Miller, author of the book "Search and Destroy: The Plight of
African-American Males in the Criminal Justice System," says drug raids such
as the one last week in Roanoke are part of a national trend.
"I think it's a public relations effort with a heavy racial twist," Miller
said. "It's meant to reassure the majority white population that we've got
this drug problem under control and it's not going to creep into your
community."
In reality, Miller said, research has shown that drug use is higher among
whites than blacks. Yet police seem content to concentrate on where the
drugs are sold - usually in predominantly black neighborhoods by cash-hungry
youths - instead of looking to stanch the demand by arresting more white
drug users, he said.
"The drug war has really been a war on the black community," Miller said.
"There's no way the police are going to go into the suburbs or the white
areas and do this. ... It's much easier to go out and arrest the small guys."
Discounting that theory, Roanoke police say they have adopted a colorblind
philosophy.
Lt. R.A. Bower, head of the police department's vice bureau, said he could
not provide a racial breakdown of arrests from last week's sweep because
police keep no such records.
"We just don't do it, because we don't care," Bower said. "We're after drug
dealers; we're not after numbers like that."
Roanoke police do arrest drug users by conducting "reverse sting" operations
with undercover officers posing as dealers, said Bowers, the drug
prosecutor. The city has even established a Drug Court program that offers
court-supervised treatment for users and addicts.

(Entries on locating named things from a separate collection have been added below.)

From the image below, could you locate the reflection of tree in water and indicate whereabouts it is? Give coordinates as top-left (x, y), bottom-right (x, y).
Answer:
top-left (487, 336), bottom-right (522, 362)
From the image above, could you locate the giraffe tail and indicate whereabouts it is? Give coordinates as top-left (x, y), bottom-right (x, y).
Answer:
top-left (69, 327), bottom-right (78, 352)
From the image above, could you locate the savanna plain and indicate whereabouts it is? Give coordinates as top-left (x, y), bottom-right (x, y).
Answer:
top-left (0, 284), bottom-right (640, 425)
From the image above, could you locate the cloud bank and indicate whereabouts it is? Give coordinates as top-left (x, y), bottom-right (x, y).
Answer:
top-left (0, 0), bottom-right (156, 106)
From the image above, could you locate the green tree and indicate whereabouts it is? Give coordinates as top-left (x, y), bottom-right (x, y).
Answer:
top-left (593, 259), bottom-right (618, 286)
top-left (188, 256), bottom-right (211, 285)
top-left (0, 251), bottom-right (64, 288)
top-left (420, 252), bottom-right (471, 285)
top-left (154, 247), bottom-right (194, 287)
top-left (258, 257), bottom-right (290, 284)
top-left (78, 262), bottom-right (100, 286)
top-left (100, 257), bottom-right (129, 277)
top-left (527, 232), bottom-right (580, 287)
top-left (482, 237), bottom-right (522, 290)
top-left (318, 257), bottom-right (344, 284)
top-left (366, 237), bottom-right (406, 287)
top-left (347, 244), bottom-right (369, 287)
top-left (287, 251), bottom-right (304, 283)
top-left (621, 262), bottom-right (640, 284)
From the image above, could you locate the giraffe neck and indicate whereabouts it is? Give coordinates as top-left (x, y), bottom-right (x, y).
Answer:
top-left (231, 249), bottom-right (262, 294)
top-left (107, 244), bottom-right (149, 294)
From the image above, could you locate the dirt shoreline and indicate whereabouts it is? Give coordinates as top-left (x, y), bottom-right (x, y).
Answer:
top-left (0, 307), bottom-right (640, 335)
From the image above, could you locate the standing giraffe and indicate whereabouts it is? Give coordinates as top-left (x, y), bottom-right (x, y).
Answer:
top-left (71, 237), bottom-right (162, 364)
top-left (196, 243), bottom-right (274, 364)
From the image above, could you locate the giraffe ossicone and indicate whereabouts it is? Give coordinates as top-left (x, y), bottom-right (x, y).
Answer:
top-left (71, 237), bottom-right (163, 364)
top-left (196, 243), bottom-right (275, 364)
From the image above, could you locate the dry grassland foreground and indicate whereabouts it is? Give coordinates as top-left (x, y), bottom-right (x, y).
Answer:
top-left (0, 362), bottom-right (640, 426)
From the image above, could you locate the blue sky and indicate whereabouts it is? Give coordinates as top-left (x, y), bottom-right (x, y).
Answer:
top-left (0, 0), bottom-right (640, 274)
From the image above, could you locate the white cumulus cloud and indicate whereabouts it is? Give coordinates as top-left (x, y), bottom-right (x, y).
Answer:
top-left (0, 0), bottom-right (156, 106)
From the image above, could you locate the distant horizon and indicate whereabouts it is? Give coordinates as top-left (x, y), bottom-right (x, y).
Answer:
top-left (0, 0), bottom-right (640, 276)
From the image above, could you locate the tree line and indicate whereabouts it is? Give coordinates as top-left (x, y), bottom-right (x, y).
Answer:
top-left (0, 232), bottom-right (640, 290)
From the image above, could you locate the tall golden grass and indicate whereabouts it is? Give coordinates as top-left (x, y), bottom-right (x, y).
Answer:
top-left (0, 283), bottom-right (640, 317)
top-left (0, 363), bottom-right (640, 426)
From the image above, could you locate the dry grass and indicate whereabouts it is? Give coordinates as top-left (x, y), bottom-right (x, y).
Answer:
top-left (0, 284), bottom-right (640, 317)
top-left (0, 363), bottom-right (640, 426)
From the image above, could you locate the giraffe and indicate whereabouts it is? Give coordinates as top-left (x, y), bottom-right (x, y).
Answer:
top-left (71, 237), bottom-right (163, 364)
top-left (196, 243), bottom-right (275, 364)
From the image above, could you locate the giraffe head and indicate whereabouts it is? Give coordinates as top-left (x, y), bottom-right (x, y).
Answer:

Norborne Berkeley, head of the Drug Court, said he did not have exact
figures on the program's 84 participants, but estimated it had about a 50-50
mix of blacks and whites.
As for going after the larger suppliers, Bowers said, that's not as easy at
it may sound.
The city's crack culture "is not like a pyramid where there are seven or
eight levels and they're all right here in Roanoke," Bowers said. Instead,
small groups or individuals often act independently, traveling to places
such as Washington, D.C., and New York to buy their cocaine in bulk and then
returning to Roanoke to turn it into a profit.
When authorities do arrest the higher-ups, Bowers said, their cases are
often transferred to U.S. District Court in Roanoke, where the potential
punishment is stiffer because of mandatory sentencing guidelines.
That leaves the street dealers to city police, who make no apologies for
arresting the people they say pose the most disruption - and danger - to
neighborhoods.
"The federal government has the resources to do the boats and the planes,"
Gaskins said. "What I have to be concerned about is the quality of life and
keeping the community safe."
Just because a high-level drug dealer goes to federal court doesn't
guarantee a stiff sentence. Leonardo Rivera admitted moving as much as $33
million worth of cocaine a year through his New York-based operation, using
Roanoke as a holding area, yet he was sentenced to just eight years in
prison last year after agreeing to cooperate with investigators.
By comparison, a Roanoke jury in 1990 sentenced Kip Nathaniel Davis to 25
years in prison for selling a single, $20 rock of crack - one of the first
in a series of tough punishments handed down by city juries in drug cases.
In part because of the reputation of Roanoke juries, a vast majority of
defendants in state court elect to plead guilty and be sentenced by judges.
Statewide sentencing guidelines recommend about one-year sentences for
first-time drug dealers, and two to three years for repeat offenders.
That means that many of the people arrested in the city's annual drug sweeps
are no strangers to the system.
All the sweeps do is temporarily displace dealers and create vacancies for
their replacements, Jeffrey said. To arrest street-level dealers and no one
else, he said, "is a waste of taxpayer dollars."